Aggressively anti-LGBTQ Poland is not happy with this new info

chopin
Congrats to Poland on the new gay icon.
General Photographic Agency/Getty Image

Poland is known for lots of things: kielbasa, pierogi, Pope John Paul II, and, of course, some of the most aggressively anti-LGBTQ attitudes in the Western world.

Same-sex marriage is prohibited in the nation, and multiple Polish political leaders have been outspoken in their condemnation of LGBTQ individuals. Earlier this year, Andrzej Duda called homosexuality “an ideology worse than communism,” and the country has been named the worst in the EU for LGBTQ rights.

Naturally, a new documentary claiming that Poland’s golden boy, composer Frederic Chopin, may have had homosexual affairs, isn’t sitting well with the conservative folks of Poland.

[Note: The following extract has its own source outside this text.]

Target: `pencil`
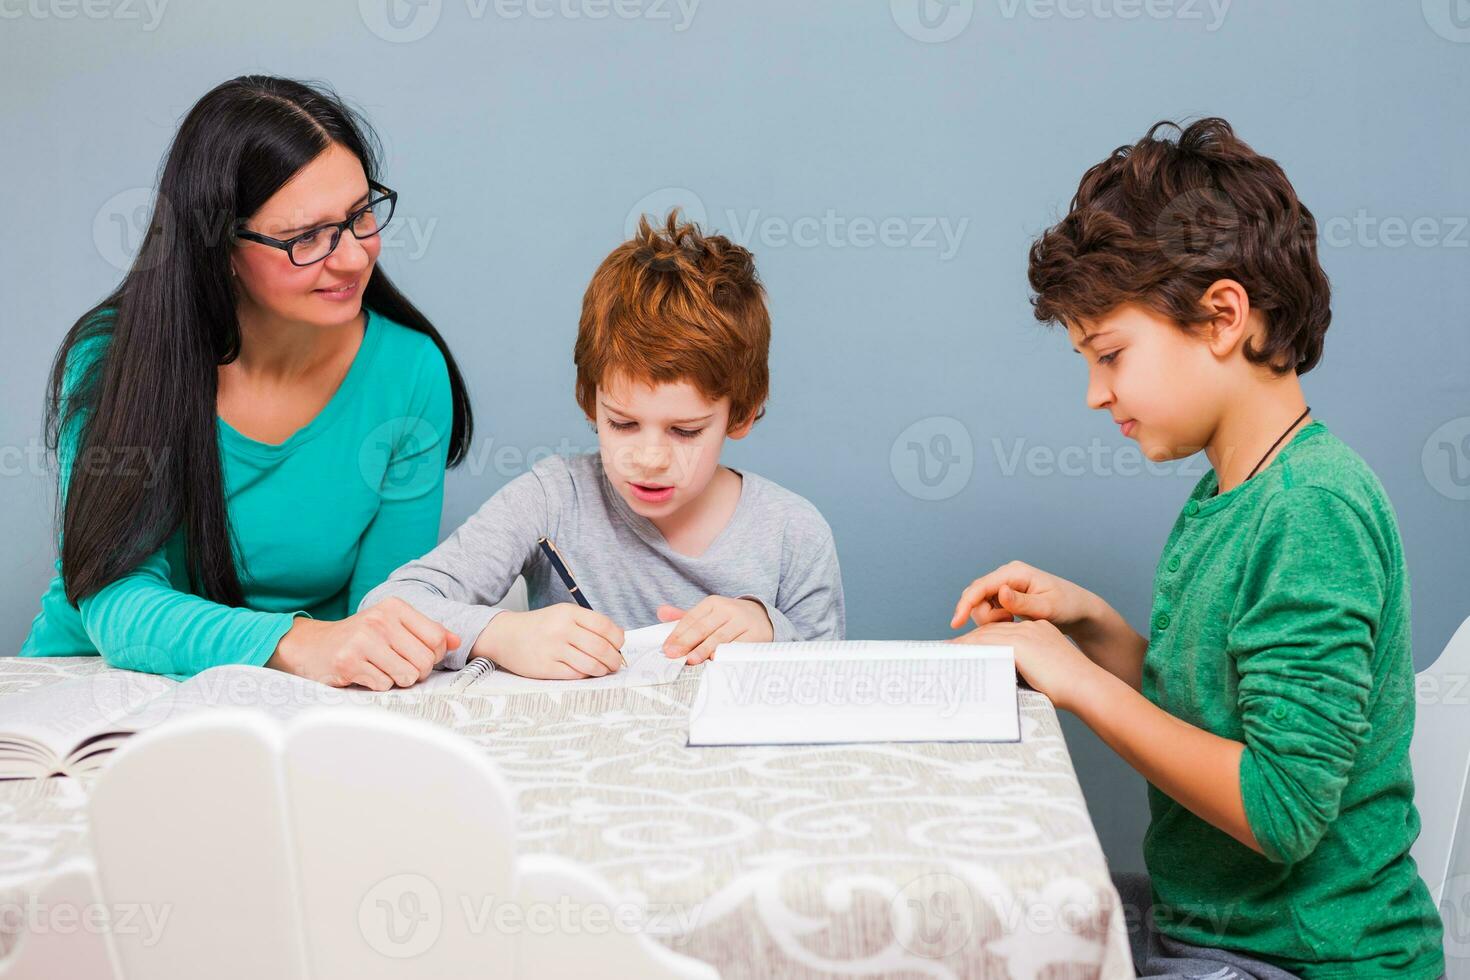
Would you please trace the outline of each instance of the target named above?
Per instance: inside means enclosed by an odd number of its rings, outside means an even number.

“Chopin’s Men,” a Swiss radio documentary that aired earlier this month, argues scholars and biographers have long ignored evidence pointing to Chopin’s romantic involvement with other men, mistranslating letters in which the composer penned a “flood of declarations of love aimed at men.”

“He’s talking about love so directly with men,” the documentary’s producer Moritz Weber told CNN. “Why wasn’t that questioned by all these scholars and famous biographers?”

The news hasn’t gone over particularly well in Poland, where at least one-third of the nation’s towns and villages have symbolically declared themselves “LGBT-free zones” in aggressively homophobic, if legally meaningless, stunts.

The Fryderyk Chopin Institute in Warsaw has attempted to downplay the evidence, claiming Chopin’s “musical and complicated” language is difficult to translate and not necessarily proof of homosexuality, according to the Times of London. Meanwhile, Polish media has exploded with skepticism and derision, according to CNN, with headlines including: “Chopin kisses his friend. Does that mean he was gay?” and “The West is excited that Chopin was gay.”

“He is a symbol of Poland, but you’ve got a government now which is absolutely anti-gay — and were he to be gay, God knows what they would make of it,” Rose Cholmondeley, president of the UK’s Chopin Society, told CNN. “When somebody’s an icon, an awful lot of things are suppressed.”